An Aflac Initial Disability Claim form is used by those Aflac Policy Holders for their initial needs when they are disabled due to an injury or sickness. It is the kind of form that helps the policy holder to achieve such claim. Initial Disability Claim Form consists of 3 pages which may need some personal information to help with the identity of the policy holder as well as third party statements such as an employer and an attending physician. It is widely known for a company that covers its employee’s physical health wellness while at work. Using this form requires the policy holder to present some supporting documents if applicable and legitimacy of being an Aflac Policy Holder.

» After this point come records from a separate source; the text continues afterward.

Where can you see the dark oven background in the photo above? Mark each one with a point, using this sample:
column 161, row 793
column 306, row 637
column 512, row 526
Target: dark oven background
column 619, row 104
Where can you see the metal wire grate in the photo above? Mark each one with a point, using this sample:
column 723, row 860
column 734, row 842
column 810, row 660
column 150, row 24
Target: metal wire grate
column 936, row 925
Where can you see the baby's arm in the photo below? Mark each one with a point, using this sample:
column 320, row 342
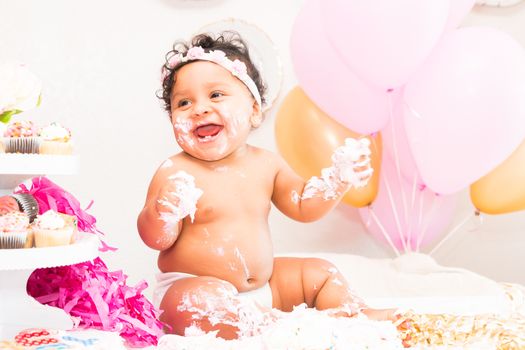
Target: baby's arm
column 171, row 197
column 311, row 200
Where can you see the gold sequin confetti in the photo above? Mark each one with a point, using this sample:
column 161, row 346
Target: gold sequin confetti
column 506, row 333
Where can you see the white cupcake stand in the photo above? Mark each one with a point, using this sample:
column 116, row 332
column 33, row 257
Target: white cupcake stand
column 17, row 309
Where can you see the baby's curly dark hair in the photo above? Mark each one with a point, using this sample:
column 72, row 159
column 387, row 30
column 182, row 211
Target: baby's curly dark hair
column 229, row 42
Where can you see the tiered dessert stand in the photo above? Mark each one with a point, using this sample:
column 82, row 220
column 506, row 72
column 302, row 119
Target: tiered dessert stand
column 17, row 309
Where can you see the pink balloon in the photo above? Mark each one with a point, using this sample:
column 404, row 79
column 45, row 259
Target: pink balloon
column 384, row 41
column 458, row 11
column 465, row 109
column 328, row 82
column 410, row 216
column 395, row 144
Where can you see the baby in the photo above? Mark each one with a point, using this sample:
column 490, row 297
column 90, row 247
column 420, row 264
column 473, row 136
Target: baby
column 207, row 207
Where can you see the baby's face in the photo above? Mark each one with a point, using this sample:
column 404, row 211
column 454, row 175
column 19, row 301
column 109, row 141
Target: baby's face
column 212, row 111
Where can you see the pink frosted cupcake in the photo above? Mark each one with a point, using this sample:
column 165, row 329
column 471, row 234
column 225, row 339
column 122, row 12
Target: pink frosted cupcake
column 21, row 137
column 55, row 139
column 53, row 229
column 14, row 231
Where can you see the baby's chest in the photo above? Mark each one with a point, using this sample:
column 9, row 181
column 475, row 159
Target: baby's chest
column 237, row 192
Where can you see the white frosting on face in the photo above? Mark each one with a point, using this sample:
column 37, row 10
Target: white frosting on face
column 351, row 165
column 50, row 220
column 187, row 195
column 183, row 128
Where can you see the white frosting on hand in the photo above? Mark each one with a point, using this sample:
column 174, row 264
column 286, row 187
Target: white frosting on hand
column 353, row 154
column 187, row 195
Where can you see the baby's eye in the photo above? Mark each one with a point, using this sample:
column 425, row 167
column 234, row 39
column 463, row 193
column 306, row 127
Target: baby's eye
column 183, row 103
column 216, row 94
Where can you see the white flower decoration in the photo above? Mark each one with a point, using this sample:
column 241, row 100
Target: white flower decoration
column 20, row 90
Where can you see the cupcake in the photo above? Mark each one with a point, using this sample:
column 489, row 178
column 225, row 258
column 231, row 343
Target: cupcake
column 14, row 231
column 55, row 139
column 21, row 137
column 53, row 229
column 27, row 204
column 3, row 128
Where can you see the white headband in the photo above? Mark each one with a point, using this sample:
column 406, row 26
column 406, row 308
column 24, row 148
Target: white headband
column 236, row 67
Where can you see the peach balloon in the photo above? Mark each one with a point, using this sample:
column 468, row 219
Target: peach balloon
column 306, row 138
column 503, row 189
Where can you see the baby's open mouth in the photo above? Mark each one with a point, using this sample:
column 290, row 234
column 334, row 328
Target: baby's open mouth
column 207, row 132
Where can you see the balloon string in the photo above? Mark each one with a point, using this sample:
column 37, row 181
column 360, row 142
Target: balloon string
column 428, row 218
column 396, row 157
column 446, row 238
column 383, row 231
column 394, row 212
column 420, row 217
column 411, row 222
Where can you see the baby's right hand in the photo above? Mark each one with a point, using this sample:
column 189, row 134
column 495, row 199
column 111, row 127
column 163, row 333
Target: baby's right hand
column 178, row 198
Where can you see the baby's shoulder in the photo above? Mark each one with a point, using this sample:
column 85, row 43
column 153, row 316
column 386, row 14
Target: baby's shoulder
column 171, row 165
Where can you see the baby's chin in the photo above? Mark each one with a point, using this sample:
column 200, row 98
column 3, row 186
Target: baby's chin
column 209, row 155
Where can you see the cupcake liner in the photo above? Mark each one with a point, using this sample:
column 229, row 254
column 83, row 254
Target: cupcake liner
column 22, row 144
column 56, row 147
column 51, row 238
column 13, row 240
column 28, row 205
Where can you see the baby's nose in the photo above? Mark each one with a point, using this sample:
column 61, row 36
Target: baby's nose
column 201, row 109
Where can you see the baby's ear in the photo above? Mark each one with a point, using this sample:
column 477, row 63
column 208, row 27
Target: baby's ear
column 256, row 117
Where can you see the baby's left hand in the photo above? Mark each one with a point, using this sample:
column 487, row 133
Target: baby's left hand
column 352, row 162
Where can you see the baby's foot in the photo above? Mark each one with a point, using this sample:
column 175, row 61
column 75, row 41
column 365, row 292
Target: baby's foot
column 381, row 314
column 403, row 323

Aflac Initial Disability Claim Form needs detailed information which should be supplied generously by the policy holder, he or she must be able to state in the form the true condition of disability and authorize it properly with a help of some required person. Here is a step by step procedure on how to fill this form out:
Step1
Obtain the form by downloading in Aflac’s official sites or even by asking it at Aflac’s Claim Administration directly.
Step2
Start by knowing which policy number applies under the type of claim that is going to be filed. Supply the policy number individually on the box provided at the topmost of the form. Policy numbers can be asked into one of Aflac’s assistance officer or personnel.
Step3
Input the identity information of the policy holder in the boxes provided starting with the last name, suffix if any, first name, and middle initial. Each box must be only filled with one letter.
Step4
Next is to provide the date of birth of the policy holder followed by the contact information where the company may easily reach the policy holder and address of residency. Confirm if the address given is the holder’s permanent address by checking the box just below it.
Step5
Next section is the personal information of the patient applying for the claim policy. Including name, birth date, gender, and the relationship of the patient into the policy holder.
Step6
After those information, next is more on giving details about the initial disability checklist regarding the patient claiming the policy. There is a space provided for each information that the policy holder would supply which would include answering what caused the disability. Each answer would lead into something that the policy holder should provide, like a documentation
Step7
On second page of the form, supply the information asked again about the policy number of the claim and about the policy holder information for assured purposes of the form. The first and second line of boxes is intended for the policy holder to fill in while the following boxes are mainly for the Employer of the patient. Including identification details, account number, contact information, and address of residency. After that is some questions that the employer may answer by checking boxes and giving statements. Some instructions are written to answer accordingly for the last questions below this page.
Step8
The last page is intended for the attending Physician of the patient right after supplying the policy holder’s information. Same as the employer’s section, the physician should do the same.
Step9
Sign and authorize the form.
1
For each page of the form, there are provided space for the designated person who is supposed to sign it. Do not forget to have them signed below.
2
Incomplete form may result to delay of processing so make sure to complete each and every section.
3
If the one filing the form is not the policy holder, at the end of the form indicate it and sign the right provided space for the non policy holder applicant. Make sure to provide the relation to the policy holder. Presenting some documentation and attaching it would help.
4
Follow the instructions carefully in the form as it may result to delay of processing the claim.
5
Provide all the necessary supporting documents as proof of all the information declared in the form.